The inexcusable mixing up of the ID card project with census and with elections was not the only source of the difficulties that have faced the current census. It was, however the main source, not least because it led to the concentration of resources on the ID card project at the expense of adequate preparation for a census. For example in 2002 the president expropriated about 25 billion Naira for the project against the objection of the National Assembly at a time he allocated only 3 million Naira to agriculture, the mainstay of the country’s economy.

           

Again probably because of this mix-up, the census exercise was twice postponed first from 2001 and then from November last year. The mix-up also heightened existing ethnic and sectarian recriminations over the demographic composition of the country.

              

Not surprisingly as we start the exercise this week there are threats of boycott from religious organizations like the Christian Association of Nigeria, CAN, and from socio-political organizations like Ohaneze and Afenifere, that have objected to the removal of questions on religious and ethnic affiliations from the census questionnaire.

           

These recriminations apparently led The Guardian to suggest the postponement of the census in its editorial of February 26. These recriminations apart, the newspaper argued, there is the negative impact of President Obasanjo’s third term agenda on the credibility of the exercise.

           

As we enter the second day of the exercise today, it is obvious that The Guardian’s counsel has fallen on deaf ears, not least because it has apparently come rather late in the day. Perhaps the authorities were right to take a chance and go ahead with the exercise since there is no guarantee that postponing it till after 2007 will make it any more acceptable.

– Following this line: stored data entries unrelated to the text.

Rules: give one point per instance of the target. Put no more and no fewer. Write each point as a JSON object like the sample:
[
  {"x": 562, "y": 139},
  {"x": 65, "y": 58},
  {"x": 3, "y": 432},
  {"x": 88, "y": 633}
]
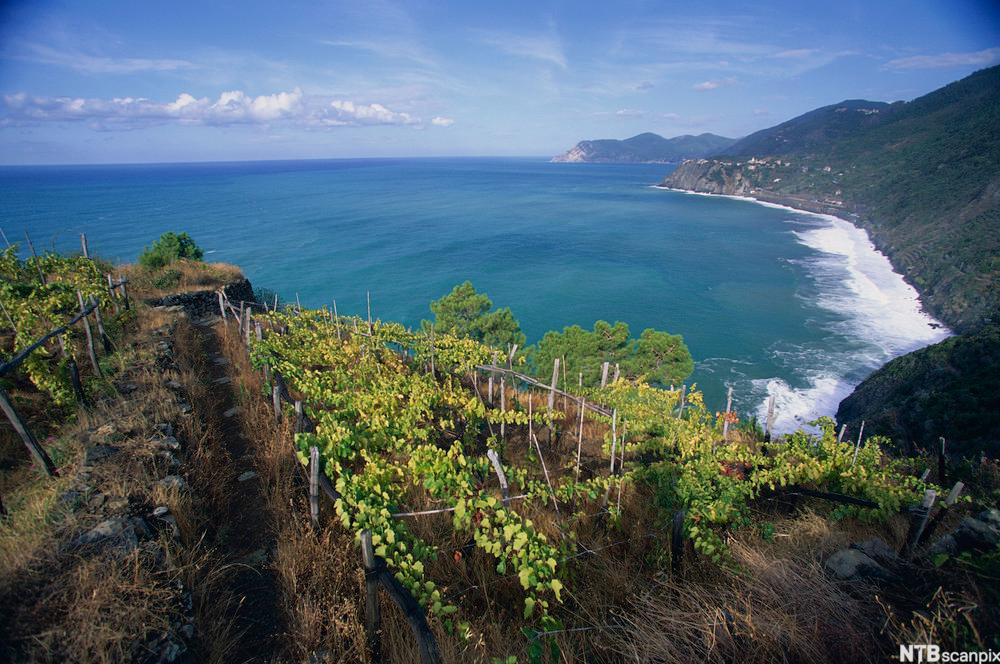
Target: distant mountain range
[
  {"x": 923, "y": 178},
  {"x": 646, "y": 148}
]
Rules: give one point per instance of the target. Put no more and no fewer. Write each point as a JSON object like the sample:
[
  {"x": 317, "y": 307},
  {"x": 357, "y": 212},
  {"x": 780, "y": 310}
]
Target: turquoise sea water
[{"x": 768, "y": 300}]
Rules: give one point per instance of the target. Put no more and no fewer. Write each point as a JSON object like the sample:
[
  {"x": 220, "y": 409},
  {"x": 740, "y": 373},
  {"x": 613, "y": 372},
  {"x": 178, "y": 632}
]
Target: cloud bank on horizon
[{"x": 117, "y": 82}]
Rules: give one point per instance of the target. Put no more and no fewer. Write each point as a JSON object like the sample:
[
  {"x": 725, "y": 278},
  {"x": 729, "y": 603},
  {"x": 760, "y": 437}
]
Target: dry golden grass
[{"x": 179, "y": 277}]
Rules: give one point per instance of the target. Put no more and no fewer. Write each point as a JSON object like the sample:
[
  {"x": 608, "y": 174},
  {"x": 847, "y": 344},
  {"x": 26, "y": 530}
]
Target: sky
[{"x": 112, "y": 81}]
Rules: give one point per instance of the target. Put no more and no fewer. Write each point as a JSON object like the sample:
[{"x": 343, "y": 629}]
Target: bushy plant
[{"x": 168, "y": 248}]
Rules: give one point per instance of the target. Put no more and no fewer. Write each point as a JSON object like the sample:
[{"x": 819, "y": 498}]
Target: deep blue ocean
[{"x": 768, "y": 300}]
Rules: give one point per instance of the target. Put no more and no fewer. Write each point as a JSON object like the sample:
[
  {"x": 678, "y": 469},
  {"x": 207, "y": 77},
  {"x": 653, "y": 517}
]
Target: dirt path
[{"x": 243, "y": 533}]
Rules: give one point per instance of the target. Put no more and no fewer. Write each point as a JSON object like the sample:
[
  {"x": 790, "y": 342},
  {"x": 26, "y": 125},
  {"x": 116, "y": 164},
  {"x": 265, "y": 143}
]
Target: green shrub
[
  {"x": 167, "y": 279},
  {"x": 169, "y": 248}
]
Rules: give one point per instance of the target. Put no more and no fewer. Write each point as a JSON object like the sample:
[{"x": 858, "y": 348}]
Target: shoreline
[{"x": 877, "y": 285}]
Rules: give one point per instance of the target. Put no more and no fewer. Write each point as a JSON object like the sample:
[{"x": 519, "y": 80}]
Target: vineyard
[
  {"x": 42, "y": 293},
  {"x": 487, "y": 493}
]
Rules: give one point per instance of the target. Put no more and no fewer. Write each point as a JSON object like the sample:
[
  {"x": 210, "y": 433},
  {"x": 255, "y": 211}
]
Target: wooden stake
[
  {"x": 337, "y": 319},
  {"x": 729, "y": 408},
  {"x": 30, "y": 442},
  {"x": 38, "y": 266},
  {"x": 770, "y": 419},
  {"x": 313, "y": 481},
  {"x": 857, "y": 447},
  {"x": 614, "y": 438},
  {"x": 373, "y": 614},
  {"x": 918, "y": 521},
  {"x": 503, "y": 408},
  {"x": 498, "y": 468},
  {"x": 105, "y": 339},
  {"x": 91, "y": 351},
  {"x": 942, "y": 463},
  {"x": 555, "y": 379}
]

If the ID card project which the South insisted upon at a time a Southerner was the president and a fellow Southerner, the late Chief Sunday Afolabi, was Minister of Internal Affairs and another Southerner, the late Mr. Deji Omotade who was in charge of the DNRC, could not, once and for all, settle the main issue of contention in our census – i.e. the numerical superiority of the North over the south – it is difficult to see how postponing the current exercise can make any serious difference.

           

Since going forward with the census is probably no worse than postponing it, especially having spent so much time and money in preparing for it, it is just as well government decided to get on with it. Who knows, some miracle may happen along the way and make it more acceptable than even the last one in 1991. In any case going ahead will invariably provide one more lesson on how to conduct a more acceptable census in future.